NSF Research Projects
Precipitation Estimation from Multi-Source Information using Advanced Machine Learning
Climate variability and climate change are major sources of uncertainty in freshwater resource planning and management. The extreme precipitation events, flooding by excessive precipitation and drought of long-time scarce precipitation become more frequent and severe. The need for accurate precipitation observations is apparent. Recent innovation in Machine Learning algorithms, along with feature detection and extraction techniques, have extended the capability to harvest critical knowledge and information essential to cloud-precipitation systems from the vast amount of available data. Our goal with this study is to develop and integrate the state-of-the-art computational science methods and Machine Learning techniques to improve the performance and accuracy of global precipitation estimation.
The objectives for this project are to:
- Adapt and improve Geostationary Earth Orbit (GEO) and Low Earth Orbit (LEO) satellite-based precipitation estimation algorithms using state-of-the-art machine learning algorithms that can handle multi-source/multi-dimensional information (e.g. physical conditions related to precipitation generation and ambient meteorological fields).
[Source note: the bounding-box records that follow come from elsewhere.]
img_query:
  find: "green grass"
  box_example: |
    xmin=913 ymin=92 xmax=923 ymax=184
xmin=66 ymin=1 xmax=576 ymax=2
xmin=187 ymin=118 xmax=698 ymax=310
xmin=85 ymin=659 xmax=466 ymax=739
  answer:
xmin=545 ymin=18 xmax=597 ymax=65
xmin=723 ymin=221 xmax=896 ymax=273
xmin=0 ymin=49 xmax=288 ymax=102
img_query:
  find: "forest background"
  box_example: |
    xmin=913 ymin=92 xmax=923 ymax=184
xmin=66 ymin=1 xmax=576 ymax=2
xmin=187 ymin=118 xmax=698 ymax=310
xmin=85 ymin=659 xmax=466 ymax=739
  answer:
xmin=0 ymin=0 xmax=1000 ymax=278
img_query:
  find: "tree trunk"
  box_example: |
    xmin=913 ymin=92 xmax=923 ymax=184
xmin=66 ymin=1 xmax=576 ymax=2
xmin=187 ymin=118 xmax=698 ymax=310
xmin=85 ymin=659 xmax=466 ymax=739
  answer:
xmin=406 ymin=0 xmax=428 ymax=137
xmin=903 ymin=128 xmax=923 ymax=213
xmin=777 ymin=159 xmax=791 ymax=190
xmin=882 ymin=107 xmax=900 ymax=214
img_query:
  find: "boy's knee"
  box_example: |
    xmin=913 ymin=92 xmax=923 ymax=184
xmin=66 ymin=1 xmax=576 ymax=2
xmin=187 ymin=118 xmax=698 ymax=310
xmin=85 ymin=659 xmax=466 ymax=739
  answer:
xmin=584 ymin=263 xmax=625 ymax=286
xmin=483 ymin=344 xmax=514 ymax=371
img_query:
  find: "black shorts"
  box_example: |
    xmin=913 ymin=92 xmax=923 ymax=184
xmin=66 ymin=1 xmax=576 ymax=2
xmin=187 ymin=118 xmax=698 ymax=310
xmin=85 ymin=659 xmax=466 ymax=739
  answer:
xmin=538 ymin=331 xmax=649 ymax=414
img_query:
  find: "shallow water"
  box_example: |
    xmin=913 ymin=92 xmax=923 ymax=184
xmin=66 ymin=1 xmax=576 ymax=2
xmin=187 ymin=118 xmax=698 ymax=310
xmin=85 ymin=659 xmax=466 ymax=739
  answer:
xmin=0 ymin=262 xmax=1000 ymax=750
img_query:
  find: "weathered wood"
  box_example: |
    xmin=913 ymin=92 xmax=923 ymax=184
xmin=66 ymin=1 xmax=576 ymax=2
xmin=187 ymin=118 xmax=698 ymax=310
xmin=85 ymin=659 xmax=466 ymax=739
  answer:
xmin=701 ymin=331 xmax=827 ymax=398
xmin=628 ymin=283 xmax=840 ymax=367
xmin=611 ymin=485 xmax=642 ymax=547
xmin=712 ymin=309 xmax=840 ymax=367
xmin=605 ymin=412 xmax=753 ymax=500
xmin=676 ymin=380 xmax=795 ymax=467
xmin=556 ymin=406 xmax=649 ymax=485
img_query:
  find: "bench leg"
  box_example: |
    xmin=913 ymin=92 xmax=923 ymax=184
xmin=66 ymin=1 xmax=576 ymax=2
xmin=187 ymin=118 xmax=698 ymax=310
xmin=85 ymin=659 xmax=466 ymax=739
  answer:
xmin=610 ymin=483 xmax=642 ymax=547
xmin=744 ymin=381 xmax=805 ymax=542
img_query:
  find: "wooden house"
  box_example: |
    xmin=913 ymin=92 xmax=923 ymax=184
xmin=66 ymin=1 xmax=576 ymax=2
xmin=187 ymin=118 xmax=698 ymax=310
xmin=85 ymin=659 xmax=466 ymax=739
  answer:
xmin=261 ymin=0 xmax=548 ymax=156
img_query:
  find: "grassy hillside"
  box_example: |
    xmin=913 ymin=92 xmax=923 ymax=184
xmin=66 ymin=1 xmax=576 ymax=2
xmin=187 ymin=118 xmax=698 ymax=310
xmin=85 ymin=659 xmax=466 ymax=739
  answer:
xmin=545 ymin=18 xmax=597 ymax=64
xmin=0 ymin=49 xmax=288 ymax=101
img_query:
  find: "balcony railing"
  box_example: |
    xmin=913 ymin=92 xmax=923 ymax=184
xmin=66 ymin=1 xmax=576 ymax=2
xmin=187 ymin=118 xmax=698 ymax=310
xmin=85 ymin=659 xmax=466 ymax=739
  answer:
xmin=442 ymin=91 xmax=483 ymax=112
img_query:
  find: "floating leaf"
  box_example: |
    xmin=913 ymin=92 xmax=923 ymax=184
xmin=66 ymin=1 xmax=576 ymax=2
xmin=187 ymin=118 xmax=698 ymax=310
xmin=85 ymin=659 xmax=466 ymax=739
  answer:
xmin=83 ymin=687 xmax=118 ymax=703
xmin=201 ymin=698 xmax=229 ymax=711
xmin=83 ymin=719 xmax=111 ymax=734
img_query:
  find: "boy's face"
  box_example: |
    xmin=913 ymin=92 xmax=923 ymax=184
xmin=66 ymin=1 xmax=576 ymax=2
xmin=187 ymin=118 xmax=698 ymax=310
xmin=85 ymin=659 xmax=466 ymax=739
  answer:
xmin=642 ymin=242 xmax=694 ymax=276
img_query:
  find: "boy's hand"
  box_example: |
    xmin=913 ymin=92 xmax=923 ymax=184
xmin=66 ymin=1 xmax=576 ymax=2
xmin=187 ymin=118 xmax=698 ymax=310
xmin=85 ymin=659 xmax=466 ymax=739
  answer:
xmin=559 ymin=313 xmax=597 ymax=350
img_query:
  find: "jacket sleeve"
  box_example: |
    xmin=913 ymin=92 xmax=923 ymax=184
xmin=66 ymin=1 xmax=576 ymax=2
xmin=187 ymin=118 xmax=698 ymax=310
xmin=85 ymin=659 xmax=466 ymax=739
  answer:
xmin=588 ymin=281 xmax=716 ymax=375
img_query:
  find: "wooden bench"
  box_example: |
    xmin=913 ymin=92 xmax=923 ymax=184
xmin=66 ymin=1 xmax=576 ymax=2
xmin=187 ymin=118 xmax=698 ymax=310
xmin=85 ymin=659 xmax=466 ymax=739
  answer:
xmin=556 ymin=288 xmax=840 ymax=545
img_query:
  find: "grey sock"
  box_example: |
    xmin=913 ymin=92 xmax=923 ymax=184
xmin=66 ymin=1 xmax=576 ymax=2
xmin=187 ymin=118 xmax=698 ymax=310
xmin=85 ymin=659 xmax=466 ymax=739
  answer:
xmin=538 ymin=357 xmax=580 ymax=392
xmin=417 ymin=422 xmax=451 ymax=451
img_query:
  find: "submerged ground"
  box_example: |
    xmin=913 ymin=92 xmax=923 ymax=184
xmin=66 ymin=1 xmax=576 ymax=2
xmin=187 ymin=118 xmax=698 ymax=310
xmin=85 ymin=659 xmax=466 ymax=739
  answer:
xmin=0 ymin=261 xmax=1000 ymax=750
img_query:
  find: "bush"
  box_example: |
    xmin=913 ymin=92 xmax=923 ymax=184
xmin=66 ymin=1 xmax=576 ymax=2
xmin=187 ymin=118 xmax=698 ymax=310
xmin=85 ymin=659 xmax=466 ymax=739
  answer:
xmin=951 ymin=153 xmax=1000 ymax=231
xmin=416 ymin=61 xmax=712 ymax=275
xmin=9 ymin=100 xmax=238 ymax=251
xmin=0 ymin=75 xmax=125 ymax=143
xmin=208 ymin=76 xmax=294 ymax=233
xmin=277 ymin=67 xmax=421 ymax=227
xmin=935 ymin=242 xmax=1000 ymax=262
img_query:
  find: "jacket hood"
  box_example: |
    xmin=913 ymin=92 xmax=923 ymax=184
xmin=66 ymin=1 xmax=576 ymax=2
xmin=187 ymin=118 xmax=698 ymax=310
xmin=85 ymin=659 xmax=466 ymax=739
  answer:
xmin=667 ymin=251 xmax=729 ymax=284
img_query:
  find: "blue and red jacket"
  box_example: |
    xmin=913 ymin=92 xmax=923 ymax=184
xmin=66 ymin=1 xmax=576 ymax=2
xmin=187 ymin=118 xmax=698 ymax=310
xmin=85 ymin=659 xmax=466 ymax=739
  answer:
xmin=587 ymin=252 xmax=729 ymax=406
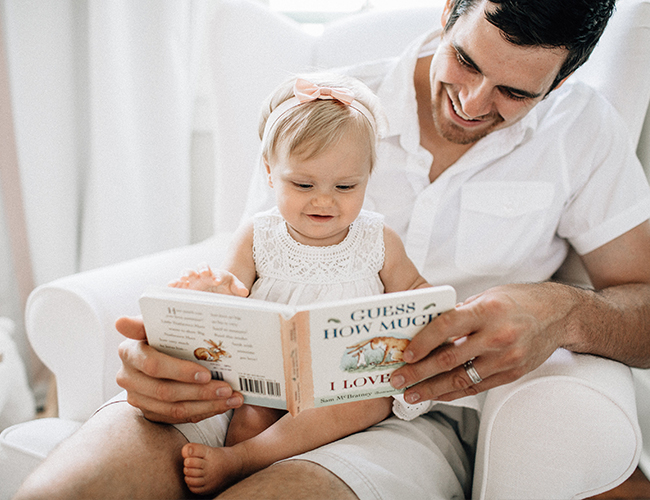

- Develop a cyber-enabled data driven modeling system that uses the vast earth and environmental observational data to estimate precipitation (the most important element of the global hydrologic cycle), critical for accurate water balance studies and sustainability of freshwater resources.
- Harness computer vision techniques for feature characterization and recognition of meteorological fields and/or storm-system physical features that can help accurately estimate precipitation globally.
- Assess the representation and computational challenges and limitations of current machine learning algorithms when applied to the vast amounts of earth and environmental data required for accurate precipitation estimation.